# accidental download



## MrKnucklehead (Mar 13, 2013)

I accidentally downloaded an Audible.com version of book I’m reading...went to remove bookmark and had bad aim...not trying to get my money back, but, is there a way to make it where you have to login again to OK purchase...

on a different kind of device I have, you have to put in your 5 digit security code before approving an Amazon purchase...


----------



## Linjeakel (Mar 17, 2010)

Not sure about being able to stop accidental ordering, but you can return an Audible purchase for some months after you get it and get your money/credit refunded straight away. You can return for pretty much any reason, including accidental purchase or even if you simply didn't like it. I'm sure there'd be a limit on how may times you could do that but I've never had a return refused.

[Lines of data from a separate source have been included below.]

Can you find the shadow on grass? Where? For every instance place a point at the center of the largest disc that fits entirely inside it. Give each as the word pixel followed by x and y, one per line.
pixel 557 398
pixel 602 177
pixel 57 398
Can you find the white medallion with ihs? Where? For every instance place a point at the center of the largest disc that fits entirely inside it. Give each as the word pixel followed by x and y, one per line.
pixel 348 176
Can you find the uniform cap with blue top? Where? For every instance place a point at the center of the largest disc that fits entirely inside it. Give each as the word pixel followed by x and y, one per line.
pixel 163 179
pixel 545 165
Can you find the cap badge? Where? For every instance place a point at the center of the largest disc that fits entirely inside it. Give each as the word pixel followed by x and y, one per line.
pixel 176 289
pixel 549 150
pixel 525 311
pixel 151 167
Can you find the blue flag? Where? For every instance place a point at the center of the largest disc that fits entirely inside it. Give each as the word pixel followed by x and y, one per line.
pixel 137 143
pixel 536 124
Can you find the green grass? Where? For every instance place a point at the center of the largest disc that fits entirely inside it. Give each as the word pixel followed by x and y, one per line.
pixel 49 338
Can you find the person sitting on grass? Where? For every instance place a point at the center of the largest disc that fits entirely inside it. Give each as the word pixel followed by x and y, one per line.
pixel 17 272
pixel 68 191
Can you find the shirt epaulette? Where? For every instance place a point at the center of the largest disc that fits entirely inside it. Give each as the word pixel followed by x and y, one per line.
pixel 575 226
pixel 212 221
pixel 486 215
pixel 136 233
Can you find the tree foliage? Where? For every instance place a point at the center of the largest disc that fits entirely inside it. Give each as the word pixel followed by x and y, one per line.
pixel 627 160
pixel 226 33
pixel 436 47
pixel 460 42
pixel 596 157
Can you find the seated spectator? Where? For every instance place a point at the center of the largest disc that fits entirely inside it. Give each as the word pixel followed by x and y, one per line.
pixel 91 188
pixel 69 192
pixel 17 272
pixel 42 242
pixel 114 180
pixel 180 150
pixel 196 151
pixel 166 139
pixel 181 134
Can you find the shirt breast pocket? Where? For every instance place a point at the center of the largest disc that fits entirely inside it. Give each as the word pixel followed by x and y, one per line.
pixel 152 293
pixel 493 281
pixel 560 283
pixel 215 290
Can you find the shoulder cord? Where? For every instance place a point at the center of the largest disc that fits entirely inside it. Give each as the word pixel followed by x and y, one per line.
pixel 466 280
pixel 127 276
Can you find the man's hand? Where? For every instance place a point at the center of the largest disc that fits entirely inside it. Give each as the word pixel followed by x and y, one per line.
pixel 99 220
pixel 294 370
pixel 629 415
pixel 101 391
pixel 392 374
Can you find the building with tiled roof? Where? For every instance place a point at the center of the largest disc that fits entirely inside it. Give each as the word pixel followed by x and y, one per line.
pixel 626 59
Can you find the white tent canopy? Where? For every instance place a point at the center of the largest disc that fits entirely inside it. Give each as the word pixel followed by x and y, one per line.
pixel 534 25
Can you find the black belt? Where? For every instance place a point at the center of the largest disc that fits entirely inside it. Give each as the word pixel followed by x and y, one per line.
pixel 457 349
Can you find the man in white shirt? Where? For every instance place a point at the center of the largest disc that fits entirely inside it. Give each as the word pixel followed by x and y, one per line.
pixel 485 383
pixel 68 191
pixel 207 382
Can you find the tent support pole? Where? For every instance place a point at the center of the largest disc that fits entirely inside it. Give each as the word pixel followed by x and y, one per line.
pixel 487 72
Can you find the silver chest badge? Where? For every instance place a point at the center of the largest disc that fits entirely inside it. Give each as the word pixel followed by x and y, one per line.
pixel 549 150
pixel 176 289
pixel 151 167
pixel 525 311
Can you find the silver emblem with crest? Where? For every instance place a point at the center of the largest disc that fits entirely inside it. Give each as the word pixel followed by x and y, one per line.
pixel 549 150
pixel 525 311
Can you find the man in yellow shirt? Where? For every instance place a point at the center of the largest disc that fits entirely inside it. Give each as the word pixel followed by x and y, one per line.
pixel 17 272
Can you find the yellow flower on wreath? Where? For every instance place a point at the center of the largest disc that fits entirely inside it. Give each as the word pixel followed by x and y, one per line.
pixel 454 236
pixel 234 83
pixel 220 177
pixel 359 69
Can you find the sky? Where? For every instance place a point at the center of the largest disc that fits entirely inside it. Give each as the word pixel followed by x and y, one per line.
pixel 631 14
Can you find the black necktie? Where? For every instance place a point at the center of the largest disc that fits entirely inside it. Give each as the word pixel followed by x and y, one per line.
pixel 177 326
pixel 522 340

Just log into your Audible account and go to account details / purchase history and any book that is returnable will have a 'return title' button to click on. I have books purchased as far back as September last year which are still showing as returnable. 

Note: I'm assuming here that Audible US and Audible UK work in the same way, but I see no reason why they wouldn't.


----------



## Andra (Nov 19, 2008)

If you are reading on a Fire I don't know if you can set a code unless you turn on the parental controls - and that may be more annoying than helpful...
But Amazon will refund the purchase.  Just choose "accidental purchase" when you go through the process.


----------